Nationwide's access to ECB liquidity cut due to tougher guidelines
Irish Nationwide's access to ECB liquidity has been cut back even further as the building society, now part of Anglo Irish Bank, increases its reliance on local Irish Central Bank sources instead.
The lender has securitised a large pool of Irish mortgages which until recently were eligible collateral for liquidity from the ECB.
However, the Frankfurt-based bank now needs a second credit rating for any collateral it takes, leaving the lender reliant on the Irish Central Bank.
It has also emerged that Irish Nationwide has been forced to substitute €62m of mortgages in the pool due to the high level of arrears.
Under an agreement struck when the original loans were securitised, loans with persistent arrears must be replaced with good loans which are up-to-date.
The pool of mortgages was securitised -- effectively packaged up for investors -- in 2009 at the height of the financial crisis.
Two sets of notes were issued to investors who are entitled to repayments paid by mortgage holders.

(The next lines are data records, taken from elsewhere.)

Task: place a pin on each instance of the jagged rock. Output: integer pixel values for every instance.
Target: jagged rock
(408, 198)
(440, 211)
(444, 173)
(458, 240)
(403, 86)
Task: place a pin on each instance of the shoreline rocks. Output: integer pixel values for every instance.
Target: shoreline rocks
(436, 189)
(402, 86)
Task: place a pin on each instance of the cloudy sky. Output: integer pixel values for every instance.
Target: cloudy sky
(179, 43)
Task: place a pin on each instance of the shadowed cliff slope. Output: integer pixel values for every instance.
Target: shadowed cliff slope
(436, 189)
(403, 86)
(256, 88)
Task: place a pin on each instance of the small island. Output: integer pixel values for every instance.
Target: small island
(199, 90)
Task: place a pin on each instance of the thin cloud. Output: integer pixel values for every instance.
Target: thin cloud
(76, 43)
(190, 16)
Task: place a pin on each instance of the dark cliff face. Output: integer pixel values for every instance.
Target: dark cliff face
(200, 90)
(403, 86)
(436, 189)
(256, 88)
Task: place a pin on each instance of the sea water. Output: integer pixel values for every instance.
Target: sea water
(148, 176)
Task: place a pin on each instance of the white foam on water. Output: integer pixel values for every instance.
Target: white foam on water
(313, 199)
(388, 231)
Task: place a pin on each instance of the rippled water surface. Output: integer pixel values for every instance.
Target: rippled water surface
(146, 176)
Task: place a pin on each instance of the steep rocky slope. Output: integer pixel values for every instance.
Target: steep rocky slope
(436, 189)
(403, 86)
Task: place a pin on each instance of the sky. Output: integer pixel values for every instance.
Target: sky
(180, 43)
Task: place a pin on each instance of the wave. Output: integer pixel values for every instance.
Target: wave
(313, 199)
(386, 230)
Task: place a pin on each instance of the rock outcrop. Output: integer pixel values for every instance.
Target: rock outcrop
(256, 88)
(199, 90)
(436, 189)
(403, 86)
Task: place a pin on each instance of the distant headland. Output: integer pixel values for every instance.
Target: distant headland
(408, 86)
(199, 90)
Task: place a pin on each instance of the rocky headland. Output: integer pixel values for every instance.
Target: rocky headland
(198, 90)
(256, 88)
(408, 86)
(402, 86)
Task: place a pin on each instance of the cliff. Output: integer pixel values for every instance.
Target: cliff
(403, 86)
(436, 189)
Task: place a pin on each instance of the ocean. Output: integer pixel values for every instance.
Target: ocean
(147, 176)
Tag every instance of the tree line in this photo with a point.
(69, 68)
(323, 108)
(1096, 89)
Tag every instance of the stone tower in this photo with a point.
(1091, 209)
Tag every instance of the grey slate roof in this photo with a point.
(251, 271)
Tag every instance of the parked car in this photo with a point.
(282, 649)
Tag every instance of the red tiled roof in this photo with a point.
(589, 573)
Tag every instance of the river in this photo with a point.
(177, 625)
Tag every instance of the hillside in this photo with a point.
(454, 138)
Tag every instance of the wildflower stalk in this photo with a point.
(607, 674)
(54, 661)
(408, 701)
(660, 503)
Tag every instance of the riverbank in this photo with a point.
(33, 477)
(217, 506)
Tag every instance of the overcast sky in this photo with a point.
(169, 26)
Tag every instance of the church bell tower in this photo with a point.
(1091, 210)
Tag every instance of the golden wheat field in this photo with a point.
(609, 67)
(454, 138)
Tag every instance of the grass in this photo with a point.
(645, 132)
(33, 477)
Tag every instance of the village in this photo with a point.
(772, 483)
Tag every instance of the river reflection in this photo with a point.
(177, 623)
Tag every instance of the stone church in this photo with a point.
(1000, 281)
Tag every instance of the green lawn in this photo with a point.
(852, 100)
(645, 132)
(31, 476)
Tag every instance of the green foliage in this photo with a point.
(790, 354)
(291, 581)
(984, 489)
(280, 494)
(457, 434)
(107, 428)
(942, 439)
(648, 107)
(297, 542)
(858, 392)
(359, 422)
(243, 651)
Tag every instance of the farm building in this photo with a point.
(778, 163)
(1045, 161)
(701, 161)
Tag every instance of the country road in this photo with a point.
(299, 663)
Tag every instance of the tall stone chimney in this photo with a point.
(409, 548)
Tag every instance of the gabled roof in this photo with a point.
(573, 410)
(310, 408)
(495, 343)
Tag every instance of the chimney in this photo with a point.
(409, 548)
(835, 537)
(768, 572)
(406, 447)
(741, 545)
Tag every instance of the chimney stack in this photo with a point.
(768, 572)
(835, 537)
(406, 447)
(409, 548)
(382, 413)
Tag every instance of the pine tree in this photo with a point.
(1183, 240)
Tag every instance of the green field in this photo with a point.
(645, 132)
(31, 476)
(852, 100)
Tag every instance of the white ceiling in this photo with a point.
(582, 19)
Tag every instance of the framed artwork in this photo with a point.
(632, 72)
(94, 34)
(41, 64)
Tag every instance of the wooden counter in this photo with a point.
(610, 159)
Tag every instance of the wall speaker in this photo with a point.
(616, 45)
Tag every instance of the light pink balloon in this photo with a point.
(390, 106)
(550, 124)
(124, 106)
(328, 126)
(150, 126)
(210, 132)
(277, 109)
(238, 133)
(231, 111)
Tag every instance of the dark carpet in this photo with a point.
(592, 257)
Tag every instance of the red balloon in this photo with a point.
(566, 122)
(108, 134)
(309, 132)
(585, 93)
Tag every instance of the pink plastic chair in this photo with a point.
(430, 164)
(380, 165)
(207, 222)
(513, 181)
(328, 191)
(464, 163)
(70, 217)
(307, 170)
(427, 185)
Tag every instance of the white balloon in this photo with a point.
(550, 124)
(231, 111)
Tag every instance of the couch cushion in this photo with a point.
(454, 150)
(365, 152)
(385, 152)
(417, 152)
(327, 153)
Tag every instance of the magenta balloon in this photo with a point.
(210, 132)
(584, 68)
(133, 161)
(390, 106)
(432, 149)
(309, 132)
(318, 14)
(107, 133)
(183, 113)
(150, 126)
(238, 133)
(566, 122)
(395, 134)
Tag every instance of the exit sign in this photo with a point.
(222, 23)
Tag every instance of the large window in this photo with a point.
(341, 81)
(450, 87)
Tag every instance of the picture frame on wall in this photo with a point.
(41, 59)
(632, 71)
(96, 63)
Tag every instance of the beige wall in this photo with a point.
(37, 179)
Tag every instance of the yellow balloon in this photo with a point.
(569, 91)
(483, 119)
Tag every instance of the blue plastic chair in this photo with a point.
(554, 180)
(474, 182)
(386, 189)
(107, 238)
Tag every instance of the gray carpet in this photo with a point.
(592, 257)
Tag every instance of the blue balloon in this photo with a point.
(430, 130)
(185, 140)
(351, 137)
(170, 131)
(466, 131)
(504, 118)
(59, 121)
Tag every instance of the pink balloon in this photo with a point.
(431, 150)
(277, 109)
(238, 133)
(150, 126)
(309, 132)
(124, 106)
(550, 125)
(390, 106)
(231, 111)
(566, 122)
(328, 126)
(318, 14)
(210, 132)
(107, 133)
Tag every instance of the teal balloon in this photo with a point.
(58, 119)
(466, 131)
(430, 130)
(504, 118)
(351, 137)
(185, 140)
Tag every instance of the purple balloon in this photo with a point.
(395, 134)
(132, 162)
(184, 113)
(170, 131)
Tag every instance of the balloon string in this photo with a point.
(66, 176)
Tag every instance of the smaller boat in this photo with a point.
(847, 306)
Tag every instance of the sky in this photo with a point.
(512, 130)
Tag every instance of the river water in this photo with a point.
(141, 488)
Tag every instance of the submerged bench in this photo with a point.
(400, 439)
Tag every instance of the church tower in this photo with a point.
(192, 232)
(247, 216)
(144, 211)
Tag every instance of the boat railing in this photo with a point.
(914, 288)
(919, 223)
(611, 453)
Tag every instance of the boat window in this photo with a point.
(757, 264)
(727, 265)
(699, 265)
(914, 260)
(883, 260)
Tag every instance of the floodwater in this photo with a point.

As of March of 2010 more than 6pc of the mortgages in the pool were in arrears.
In August the Irish Independent reported that Anglo Irish (now IBRC) had ordered a review of the Irish Nationwide mortgage book.
Anglo wants to sell the book in the "medium term" as part of its overall attempt to shrink its own balance sheet.
The INBS loan book is worth €1.94bn, with €1.4bn in ordinary residential loans and the rest of the mortgages held by buy-to-let investors.